Der Mann am Fenster legte sorgsam den mit Gummi bespannten Wischer an die nasse Scheibe, aber seine Hand stockte in ihrer Bewegung, und der Mann starrte in den Regen. Es war ein schmaler Mairegen, den die Wolken seit langem angekündigt hatten. Sie hingen nun sehr tief, und es war rasch dunkler geworden.

Im Lesesaal der Bibliothek, wo wer über ein Buch gebeugt, Notizen auf ein kleines Blatt kritzelte, gingen die Neonleuchten an. Er wußte nicht, warum er plötzlich mit Lesen aufhörte, aber er legte den Bleistift neben das Blatt, und sein Blick, der langsam durch den Raum irrte, hielt an, als er den Fensterputzer traf. Was mag wohl in dem Mann vorgehen? glaubte er sich fragen zu müssen, und er sah zu, wie der Mann in den Regen starrte. Nur langsam erwachte die Hand und führte mit behutsamer Bewegung, von oben nach unten gleitend, die Seifenlauge auf den Schwamm.
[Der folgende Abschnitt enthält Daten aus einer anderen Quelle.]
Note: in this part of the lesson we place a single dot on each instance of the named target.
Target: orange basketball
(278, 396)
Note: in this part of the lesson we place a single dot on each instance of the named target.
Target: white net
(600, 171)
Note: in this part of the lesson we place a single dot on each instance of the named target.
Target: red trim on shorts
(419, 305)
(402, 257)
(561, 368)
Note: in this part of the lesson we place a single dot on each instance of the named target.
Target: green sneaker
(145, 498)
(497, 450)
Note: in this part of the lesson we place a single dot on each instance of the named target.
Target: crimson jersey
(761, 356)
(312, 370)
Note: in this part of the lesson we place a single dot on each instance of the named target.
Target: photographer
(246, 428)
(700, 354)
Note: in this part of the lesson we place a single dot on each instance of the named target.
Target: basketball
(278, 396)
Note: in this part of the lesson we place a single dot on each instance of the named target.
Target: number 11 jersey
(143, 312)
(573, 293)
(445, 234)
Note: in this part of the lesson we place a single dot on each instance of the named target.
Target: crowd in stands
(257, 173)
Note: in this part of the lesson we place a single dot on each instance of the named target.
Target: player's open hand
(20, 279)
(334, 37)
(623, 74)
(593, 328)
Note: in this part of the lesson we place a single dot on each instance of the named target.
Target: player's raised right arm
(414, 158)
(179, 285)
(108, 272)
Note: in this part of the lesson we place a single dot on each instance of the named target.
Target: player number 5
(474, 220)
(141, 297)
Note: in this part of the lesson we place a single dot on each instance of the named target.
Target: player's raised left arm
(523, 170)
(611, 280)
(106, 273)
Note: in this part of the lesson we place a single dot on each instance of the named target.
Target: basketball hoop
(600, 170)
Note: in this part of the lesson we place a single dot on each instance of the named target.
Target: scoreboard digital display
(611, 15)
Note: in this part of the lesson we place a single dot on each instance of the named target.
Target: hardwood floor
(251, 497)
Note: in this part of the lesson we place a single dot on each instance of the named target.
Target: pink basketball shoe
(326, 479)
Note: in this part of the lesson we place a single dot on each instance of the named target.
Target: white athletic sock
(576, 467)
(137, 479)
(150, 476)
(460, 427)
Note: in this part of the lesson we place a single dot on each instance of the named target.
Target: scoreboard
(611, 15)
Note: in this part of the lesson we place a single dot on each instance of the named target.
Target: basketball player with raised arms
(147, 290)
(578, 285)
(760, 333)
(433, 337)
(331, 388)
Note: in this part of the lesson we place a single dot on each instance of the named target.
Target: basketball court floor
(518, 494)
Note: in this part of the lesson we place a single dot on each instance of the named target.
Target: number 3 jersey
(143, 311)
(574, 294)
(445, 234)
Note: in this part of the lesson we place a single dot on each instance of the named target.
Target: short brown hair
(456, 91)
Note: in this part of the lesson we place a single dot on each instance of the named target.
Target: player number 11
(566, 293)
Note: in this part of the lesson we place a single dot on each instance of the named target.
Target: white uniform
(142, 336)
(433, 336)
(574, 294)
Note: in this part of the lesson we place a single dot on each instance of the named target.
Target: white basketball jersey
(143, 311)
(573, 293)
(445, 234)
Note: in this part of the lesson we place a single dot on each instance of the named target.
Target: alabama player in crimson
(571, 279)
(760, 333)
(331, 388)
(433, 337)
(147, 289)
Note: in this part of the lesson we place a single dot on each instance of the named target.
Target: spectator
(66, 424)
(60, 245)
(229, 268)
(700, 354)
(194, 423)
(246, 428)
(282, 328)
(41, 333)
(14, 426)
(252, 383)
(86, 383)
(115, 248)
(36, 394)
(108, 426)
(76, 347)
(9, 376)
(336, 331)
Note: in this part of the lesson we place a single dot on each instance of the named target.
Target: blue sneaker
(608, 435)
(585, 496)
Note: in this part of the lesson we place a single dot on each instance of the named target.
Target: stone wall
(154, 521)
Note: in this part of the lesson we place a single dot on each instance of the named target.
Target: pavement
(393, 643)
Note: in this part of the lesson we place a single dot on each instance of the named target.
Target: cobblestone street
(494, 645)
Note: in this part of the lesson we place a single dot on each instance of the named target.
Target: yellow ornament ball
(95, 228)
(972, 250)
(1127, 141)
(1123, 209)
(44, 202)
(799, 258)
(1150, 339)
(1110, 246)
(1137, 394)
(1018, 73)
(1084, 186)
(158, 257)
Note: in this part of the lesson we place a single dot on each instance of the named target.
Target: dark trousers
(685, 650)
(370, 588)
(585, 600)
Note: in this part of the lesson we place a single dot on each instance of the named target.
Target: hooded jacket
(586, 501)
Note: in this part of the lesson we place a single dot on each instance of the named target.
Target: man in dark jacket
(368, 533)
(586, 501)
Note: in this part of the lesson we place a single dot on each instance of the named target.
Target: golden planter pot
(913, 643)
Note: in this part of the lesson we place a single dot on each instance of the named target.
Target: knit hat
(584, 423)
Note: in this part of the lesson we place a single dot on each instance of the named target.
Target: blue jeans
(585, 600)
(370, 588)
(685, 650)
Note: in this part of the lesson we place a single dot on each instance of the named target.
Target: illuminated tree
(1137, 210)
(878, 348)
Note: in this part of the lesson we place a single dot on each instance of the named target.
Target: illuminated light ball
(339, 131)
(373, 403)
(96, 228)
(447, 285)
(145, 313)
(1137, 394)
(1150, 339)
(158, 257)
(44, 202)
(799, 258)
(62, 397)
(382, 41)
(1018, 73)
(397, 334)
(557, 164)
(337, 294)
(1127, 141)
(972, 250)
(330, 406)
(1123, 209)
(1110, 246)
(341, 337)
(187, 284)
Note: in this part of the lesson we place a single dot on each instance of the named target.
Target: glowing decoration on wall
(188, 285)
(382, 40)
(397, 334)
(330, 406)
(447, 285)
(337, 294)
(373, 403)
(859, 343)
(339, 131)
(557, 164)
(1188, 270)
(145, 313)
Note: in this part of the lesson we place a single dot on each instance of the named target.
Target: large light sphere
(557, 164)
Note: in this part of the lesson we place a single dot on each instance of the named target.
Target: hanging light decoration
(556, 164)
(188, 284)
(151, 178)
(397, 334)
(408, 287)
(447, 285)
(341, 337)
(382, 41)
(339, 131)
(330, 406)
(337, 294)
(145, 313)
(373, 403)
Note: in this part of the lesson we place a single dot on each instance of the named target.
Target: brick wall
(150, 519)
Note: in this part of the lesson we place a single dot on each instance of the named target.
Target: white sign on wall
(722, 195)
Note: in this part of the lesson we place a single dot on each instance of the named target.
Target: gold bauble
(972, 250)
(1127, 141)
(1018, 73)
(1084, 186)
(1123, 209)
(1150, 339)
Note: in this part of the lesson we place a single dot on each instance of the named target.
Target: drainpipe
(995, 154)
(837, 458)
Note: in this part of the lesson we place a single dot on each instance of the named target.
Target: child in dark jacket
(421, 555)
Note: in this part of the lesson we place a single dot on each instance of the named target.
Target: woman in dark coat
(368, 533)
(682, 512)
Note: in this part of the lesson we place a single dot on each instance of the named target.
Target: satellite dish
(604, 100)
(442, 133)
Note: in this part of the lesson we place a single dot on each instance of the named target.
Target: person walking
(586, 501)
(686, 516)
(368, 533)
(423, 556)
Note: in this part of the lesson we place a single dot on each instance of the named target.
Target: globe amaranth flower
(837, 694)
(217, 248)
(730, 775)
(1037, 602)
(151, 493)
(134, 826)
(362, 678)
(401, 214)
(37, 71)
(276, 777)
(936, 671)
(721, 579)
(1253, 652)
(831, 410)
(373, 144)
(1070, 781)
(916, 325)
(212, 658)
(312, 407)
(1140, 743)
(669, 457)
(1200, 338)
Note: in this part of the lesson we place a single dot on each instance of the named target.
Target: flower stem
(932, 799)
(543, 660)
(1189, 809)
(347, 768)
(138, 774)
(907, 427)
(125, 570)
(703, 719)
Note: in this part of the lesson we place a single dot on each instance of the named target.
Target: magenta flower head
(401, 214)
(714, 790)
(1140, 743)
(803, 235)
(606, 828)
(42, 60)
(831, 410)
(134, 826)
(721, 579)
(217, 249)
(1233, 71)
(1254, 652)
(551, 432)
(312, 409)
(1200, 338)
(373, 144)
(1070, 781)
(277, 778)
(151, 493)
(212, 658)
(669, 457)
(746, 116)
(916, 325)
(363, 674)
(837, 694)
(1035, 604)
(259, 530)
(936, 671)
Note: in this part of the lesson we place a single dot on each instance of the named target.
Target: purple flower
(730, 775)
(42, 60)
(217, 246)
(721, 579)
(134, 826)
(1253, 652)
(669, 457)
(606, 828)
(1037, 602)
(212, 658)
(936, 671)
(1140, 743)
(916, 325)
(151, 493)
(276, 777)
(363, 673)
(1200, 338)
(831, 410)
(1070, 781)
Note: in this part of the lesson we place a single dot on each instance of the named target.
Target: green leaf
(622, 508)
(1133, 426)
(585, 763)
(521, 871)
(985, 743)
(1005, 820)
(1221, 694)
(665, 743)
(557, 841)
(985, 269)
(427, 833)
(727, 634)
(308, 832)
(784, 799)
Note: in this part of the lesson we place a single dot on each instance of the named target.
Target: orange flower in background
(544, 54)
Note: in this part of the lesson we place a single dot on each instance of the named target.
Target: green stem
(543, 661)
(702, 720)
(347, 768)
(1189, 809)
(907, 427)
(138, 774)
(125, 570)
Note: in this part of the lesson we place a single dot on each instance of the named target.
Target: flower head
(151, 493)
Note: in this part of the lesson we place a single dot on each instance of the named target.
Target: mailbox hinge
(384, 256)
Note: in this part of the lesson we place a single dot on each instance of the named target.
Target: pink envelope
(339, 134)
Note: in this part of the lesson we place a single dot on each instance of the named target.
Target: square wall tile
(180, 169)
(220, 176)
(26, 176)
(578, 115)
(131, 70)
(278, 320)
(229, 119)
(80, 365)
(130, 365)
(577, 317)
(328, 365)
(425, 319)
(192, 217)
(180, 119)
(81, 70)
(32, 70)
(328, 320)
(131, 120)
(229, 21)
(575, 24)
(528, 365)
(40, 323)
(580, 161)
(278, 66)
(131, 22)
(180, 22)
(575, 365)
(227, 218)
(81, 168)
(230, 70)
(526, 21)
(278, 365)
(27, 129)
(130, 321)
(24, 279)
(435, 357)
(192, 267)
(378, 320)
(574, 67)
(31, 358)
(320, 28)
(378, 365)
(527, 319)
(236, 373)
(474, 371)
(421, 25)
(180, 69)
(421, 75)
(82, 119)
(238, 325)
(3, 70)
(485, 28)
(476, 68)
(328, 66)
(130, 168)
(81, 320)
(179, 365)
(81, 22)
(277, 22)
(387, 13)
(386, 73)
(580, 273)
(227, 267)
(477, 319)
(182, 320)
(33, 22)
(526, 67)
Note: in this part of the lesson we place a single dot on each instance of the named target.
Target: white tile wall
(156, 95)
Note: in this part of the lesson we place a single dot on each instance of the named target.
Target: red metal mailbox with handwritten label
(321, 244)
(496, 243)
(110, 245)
Er stand auf und ging zu einem Bücherregal, nahe ans Fenster. Er wollte wissen, was der andere sah, und er blickte hinaus in den Regen. Autos fuhren vorbei und lärmten, Menschen hasteten unter bunten Regenschirmen vorwärts, das Laub eines alten Kastanienbaumes glänzte vor Nässe und ließ die Tropfen langsam hinunterrollen. Eine Frau ging mit schnellen Schritten von einem Manne weg. Sie hatte den Regenschirm aus der Hand des Mannes genommen, der zögernd die Hand hob, doch die Frau sah ihn nicht mehr an, und so ließ der Mann die Hand sinken mit einer Geste der Mutlosigkeit und Trauer. Er vergrub die Hände in den Hosentaschen und ging mit hochgezogenen Schultern, die den Kopf zu verbergen suchten, weiter. Die Entfernung zwischen Mann und Frau wurde immer größer. Noch zweimal drehte der Mann sich um und sah, dass die Frau weiterging, ohne sich umzusehen. Er verlor sie aus den Augen, als sie in der Menge untertauchte. Nur ihr roter Regenschirm blitzte manchmal noch im Gewühle der andern Schirme auf.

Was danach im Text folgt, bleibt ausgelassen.